Up, up and away.
I love airports. As a writer, I'm forever in search for the story. The one I'm allowed to build from scratch based on an inspiration from the handsome guy standing next to me at Starbucks.
Where's he going? Why? Is he coming back? Does he have a girl he left behind, or one he's going to fetch on bended knee? Is he a rogue on the run, trying to stay one step ahead of the mobster he screwed out of a wad of cash, which he now plans to use to indulge in a Gingerbread latte—extra whip?
And what about the girl sprawled in chairs, her overstuffed bag tossed carelessly at her feet, her fingertips flying over the tiny keyboard in her palm? She's "yell-texting", you can tell by the flurry of fingers, her tight lips; her furrowed brow.
Who's getting the brunt of her wrath?
What about the young man with the guitar slung over his shoulder and a backpack he likely salvaged from the back of a closet, the one he used to stuff with high school textbooks and marble notebooks scrawled with lyrics to his songs instead of notes from history or algebra class; what's his story?
Off to Nashville?
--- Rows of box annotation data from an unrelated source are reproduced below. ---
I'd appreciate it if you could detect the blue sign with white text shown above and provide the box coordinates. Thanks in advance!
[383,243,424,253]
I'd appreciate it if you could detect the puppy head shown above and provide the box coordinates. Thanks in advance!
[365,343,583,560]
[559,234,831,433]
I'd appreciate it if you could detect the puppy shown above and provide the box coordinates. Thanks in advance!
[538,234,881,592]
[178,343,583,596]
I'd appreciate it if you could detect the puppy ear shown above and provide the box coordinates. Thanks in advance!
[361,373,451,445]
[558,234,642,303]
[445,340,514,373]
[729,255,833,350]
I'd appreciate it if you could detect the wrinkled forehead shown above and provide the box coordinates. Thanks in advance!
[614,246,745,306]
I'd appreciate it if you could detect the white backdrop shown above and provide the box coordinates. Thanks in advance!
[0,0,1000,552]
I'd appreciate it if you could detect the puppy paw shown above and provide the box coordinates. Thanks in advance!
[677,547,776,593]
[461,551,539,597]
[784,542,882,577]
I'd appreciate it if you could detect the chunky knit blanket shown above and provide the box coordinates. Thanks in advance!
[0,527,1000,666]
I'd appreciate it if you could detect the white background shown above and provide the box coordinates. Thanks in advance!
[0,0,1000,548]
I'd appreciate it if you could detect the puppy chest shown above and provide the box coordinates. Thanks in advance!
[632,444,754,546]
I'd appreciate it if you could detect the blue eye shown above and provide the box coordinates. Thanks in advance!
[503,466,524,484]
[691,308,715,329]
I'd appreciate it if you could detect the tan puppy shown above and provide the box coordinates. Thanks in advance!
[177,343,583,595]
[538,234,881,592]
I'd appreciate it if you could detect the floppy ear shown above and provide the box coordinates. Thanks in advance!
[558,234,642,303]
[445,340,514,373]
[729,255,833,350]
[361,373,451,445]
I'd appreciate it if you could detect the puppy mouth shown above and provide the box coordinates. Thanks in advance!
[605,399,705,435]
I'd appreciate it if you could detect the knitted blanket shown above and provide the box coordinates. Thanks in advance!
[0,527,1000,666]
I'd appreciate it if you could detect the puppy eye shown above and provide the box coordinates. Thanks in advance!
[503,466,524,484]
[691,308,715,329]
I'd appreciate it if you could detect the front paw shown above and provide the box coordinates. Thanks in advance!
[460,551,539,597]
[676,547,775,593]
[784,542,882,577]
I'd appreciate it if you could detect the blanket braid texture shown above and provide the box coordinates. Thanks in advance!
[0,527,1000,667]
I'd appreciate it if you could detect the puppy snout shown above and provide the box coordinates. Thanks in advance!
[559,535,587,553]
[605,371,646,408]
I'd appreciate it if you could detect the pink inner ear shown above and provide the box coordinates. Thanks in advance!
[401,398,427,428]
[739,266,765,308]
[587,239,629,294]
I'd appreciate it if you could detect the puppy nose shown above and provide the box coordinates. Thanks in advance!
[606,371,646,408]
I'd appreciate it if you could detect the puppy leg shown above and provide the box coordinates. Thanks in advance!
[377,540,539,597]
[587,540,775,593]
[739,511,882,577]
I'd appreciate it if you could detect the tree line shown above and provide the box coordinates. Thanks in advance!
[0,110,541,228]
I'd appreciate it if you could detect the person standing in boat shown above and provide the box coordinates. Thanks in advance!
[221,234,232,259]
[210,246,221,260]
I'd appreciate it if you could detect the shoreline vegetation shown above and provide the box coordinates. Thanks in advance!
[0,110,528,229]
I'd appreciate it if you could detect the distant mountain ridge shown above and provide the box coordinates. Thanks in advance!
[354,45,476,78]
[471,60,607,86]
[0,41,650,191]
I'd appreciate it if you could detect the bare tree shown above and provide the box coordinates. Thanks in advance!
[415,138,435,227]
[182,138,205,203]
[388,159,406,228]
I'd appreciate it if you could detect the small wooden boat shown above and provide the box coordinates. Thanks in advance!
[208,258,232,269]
Or L.A.? Or New York City to strum his way from a street corner in Greenwich to a sold out show in Madison Square Garden? His only source of transportation; one flight, a wing—and a prayer. It works for some— and that's what keeps the dreamer dreaming.
They've got stories. Every one of them. Airports are full of them. I watch, because one of them is next under my scope. Bound for the blinding, probing glare of my screen and my "tap, tap, tap" of keys -- determined to expose their story, even if it is a simple, manufactured product of my imagination.